📜 The U.S. House drops a 449-page takedown of Big Tech

What do you call the Congressional equivalent of a diss track?
Basically, it’s the report U.S. lawmakers just released about Facebook, Google, Amazon and Apple last week. The report provides the sternest reminder yet that Uncle Sam wants drastic change at highest levels of tech.
The House spent 16 months on the report: And the members of Congress concluded that the Tech Big Four had turned into “the kinds of monopolies we last saw in the era of oil barons and railroad tycoons,” accusing them of dictating prices and rules for things like search, publishing and social networking.
Congress brought out the B-word, too: As in, breakup. They recommended breaking up the companies and amending antitrust law so it could actually get done.

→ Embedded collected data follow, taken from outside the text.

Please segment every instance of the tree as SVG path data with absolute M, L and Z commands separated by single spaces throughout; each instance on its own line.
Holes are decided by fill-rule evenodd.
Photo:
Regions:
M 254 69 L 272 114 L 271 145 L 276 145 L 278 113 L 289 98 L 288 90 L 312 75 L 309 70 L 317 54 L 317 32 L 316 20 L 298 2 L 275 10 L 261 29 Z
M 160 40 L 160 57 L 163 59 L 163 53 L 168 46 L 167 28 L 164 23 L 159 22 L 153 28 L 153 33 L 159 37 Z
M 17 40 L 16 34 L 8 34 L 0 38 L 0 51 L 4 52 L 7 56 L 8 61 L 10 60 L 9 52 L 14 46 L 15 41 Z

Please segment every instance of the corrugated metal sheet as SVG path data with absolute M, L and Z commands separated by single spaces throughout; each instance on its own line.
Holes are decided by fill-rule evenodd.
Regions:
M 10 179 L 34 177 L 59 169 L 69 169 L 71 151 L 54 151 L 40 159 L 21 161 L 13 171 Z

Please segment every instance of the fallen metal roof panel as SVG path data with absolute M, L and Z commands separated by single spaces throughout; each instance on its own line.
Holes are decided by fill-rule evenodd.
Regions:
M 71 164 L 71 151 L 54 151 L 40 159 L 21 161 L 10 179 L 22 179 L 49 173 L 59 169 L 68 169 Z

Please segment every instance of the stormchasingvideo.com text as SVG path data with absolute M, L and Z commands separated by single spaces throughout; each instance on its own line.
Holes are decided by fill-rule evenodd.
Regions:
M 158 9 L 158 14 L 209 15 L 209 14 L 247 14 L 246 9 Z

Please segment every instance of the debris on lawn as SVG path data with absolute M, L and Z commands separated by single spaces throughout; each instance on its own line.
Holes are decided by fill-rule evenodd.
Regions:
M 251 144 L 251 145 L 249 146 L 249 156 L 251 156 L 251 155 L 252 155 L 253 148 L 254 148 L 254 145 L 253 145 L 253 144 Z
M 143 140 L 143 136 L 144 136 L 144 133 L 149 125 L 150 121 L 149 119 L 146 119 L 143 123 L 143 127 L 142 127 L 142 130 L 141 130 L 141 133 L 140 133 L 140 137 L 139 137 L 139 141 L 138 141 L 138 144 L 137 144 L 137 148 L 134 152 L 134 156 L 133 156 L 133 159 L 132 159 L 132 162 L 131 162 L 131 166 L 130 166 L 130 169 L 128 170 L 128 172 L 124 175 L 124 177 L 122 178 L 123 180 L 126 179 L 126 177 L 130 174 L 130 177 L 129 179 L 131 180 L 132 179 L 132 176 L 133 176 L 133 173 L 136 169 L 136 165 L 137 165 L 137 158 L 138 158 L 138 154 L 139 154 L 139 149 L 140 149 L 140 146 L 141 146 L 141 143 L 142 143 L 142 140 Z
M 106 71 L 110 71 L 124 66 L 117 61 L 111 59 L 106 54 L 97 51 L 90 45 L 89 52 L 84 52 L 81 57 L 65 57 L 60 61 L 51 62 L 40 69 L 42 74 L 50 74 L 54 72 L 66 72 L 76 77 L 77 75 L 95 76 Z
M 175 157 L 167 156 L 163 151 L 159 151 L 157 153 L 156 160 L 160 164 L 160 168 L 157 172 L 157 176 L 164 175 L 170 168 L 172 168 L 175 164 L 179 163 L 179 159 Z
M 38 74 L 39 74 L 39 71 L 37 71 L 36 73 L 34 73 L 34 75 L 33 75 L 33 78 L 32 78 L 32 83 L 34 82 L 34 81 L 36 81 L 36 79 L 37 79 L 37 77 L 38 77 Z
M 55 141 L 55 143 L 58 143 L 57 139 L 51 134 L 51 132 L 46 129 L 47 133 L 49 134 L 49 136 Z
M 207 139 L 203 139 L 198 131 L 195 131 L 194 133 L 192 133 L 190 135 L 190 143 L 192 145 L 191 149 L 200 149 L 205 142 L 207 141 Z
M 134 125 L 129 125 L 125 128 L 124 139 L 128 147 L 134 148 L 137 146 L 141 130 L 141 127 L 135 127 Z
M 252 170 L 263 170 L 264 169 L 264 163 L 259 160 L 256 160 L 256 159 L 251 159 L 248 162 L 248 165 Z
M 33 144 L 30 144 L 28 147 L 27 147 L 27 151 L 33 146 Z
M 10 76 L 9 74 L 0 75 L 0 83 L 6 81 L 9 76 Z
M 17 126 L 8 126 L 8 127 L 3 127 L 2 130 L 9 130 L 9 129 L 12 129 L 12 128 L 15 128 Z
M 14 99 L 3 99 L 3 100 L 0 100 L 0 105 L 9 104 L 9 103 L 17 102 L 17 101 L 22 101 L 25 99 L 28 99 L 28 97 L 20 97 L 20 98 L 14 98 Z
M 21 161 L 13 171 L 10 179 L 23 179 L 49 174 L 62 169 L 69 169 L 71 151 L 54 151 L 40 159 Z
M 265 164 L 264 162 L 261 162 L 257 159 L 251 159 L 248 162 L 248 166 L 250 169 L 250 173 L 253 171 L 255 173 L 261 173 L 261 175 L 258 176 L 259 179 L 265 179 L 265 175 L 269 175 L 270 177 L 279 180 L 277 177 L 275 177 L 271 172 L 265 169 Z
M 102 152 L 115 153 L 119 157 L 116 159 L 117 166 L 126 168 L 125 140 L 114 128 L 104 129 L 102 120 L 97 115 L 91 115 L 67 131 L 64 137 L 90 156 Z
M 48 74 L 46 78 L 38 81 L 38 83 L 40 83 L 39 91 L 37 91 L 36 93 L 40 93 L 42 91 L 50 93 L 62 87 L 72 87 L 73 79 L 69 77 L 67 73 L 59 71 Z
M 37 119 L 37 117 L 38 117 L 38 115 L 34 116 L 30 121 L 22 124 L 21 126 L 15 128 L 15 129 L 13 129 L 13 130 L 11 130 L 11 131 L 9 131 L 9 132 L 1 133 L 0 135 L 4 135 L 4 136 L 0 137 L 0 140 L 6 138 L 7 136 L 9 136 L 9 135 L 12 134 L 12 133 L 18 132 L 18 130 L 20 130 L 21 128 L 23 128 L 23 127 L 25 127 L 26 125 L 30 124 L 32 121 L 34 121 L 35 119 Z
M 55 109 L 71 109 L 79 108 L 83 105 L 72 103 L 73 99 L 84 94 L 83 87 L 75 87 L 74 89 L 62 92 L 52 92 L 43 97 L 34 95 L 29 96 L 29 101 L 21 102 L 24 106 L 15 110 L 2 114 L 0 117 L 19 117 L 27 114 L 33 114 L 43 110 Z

Did Congress get carried away?: Shira Ovide, a well-known tech writer for The New York Times, found the uniform insistence that the companies engaged in monopolistic behavior to be “stunning.” “It felt overdone,” she wrote. “And there was little recognition of what the U.S. economy and people have gained from the success of these tech giants.”
The biggest caveat
As with anything in Washington, this report was partisan. Only Democrats lent their names to it, although Republicans have grilled tech companies in Congressional hearings in recent months.
The Verdict
Republicans may not endorse the same recommendations as Democrats yet, but experts say they still agree that Apple and Amazon et. al. have grown too powerful and that change is necessary. The NYT argues that this report marks the most significant attempt to reform tech since an antitrust case against Microsoft in the 90s.